Kid to Kid is looking for franchisees who possess financial capacity, organizational ability, and marketing experience. Ideal candidates should demonstrate an interest in promoting the Kid to Kid brand and goodwill, along with a strong desire and commitment to meet performance standards in areas such as sales, promotion, personnel, training, financing, and payment of obligations. For the first six months after a store opens, or upon taking ownership after a transfer, the franchisee (if an individual) or a person owning at least 10% of the entity must directly supervise and work in the store full-time. After this initial period, or when opening additional stores, a trained owner or manager must directly manage the business on-site, with Kid to Kid recommending continuous owner presence.

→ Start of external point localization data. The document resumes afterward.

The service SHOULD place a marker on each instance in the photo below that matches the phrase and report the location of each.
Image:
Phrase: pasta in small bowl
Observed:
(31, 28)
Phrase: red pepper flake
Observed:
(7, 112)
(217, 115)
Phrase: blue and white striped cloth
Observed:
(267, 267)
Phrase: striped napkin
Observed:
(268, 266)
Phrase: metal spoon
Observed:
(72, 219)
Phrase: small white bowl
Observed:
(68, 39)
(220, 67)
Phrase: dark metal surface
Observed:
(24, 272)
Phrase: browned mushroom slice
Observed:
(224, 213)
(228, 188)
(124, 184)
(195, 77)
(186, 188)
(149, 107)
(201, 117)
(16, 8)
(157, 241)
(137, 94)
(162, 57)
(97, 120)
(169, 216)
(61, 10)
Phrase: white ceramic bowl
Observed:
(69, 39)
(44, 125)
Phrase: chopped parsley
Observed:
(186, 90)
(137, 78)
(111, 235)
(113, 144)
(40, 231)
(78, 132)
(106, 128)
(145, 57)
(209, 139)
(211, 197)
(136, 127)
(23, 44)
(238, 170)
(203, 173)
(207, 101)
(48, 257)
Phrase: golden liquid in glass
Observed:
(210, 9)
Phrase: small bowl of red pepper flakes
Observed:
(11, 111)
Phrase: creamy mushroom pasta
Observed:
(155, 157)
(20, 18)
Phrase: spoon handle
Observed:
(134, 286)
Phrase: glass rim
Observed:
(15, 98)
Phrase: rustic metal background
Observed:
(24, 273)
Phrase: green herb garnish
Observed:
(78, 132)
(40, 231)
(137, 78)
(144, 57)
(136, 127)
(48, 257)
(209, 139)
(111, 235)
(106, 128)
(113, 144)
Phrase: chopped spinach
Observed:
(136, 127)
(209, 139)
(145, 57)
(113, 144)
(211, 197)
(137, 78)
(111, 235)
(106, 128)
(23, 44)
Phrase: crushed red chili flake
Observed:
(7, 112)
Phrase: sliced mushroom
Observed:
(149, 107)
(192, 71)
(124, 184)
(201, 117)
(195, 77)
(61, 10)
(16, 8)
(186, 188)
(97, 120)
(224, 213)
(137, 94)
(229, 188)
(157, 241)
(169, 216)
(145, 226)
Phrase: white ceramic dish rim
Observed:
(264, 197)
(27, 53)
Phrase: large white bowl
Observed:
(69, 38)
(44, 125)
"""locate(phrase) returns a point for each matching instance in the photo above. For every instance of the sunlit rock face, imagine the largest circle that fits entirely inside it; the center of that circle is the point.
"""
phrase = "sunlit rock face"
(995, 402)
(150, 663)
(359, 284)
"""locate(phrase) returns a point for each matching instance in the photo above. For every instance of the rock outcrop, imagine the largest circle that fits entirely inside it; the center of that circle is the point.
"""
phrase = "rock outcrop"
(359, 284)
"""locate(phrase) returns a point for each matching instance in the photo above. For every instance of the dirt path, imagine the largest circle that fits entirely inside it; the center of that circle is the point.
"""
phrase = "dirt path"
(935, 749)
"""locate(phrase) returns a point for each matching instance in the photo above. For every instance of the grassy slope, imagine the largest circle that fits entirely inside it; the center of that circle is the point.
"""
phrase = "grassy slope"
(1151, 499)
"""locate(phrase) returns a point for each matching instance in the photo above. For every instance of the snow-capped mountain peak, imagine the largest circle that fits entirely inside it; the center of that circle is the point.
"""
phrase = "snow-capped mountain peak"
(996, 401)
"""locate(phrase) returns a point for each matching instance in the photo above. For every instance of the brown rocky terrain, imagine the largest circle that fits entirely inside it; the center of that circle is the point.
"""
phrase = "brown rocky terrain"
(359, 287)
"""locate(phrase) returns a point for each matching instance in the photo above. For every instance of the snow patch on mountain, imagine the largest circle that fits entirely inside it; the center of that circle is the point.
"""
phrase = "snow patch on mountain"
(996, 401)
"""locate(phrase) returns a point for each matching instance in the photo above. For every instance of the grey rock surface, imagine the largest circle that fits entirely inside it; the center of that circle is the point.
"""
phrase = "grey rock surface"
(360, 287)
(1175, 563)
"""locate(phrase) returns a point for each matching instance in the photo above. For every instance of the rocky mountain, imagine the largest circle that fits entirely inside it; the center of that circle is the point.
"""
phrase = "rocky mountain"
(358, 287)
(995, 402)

Industry Experience Required

No

Management Experience Required

Yes

Sales Experience Required

No

Technical Skills Required

No

Operational Details

Location Type

retail

Owner Participation

full-time

Territory Type

protected

Territory Size Requirements

Kid to Kid defines its development areas and protected territories as a circular area. The size is determined as the lesser of a 5-mile radius or an area with a minimum residential population of 100,000 people. These territories are measured using mapping software and consider factors such as the local market, competition, and natural barriers.

Staffing Notes

Kid to Kid franchisees are solely responsible for hiring, training, and managing all store employees (Associates), including making decisions on employment terms, scheduling, benefits, compensation, and termination. Franchisees must ensure Associates are competent in sales, familiar with products, and adhere to prescribed training standards and procedures. Associates must uphold high standards of professionalism, service, and courtesy, and be attired as specified in the Training and Operations Tools. New employees must be registered on the BaseCamp Training Portal to complete required modules. Franchisees must have written agreements with all Associates, partners, and immediate non-minor family members that include confidentiality clauses for proprietary and marketing information, non-competition covenants (as modified for individuals), and provisions for termination upon expiration of the franchise agreement or relationship. Passwords and system access must be deactivated for terminated Associates. For the first six months of operation, an individual franchisee or a 10% owner of a corporate franchisee must directly supervise the business full-time on-site. After this period, or for additional stores, a trained owner or manager must directly manage the business on-site, with Kid to Kid recommending consistent owner presence.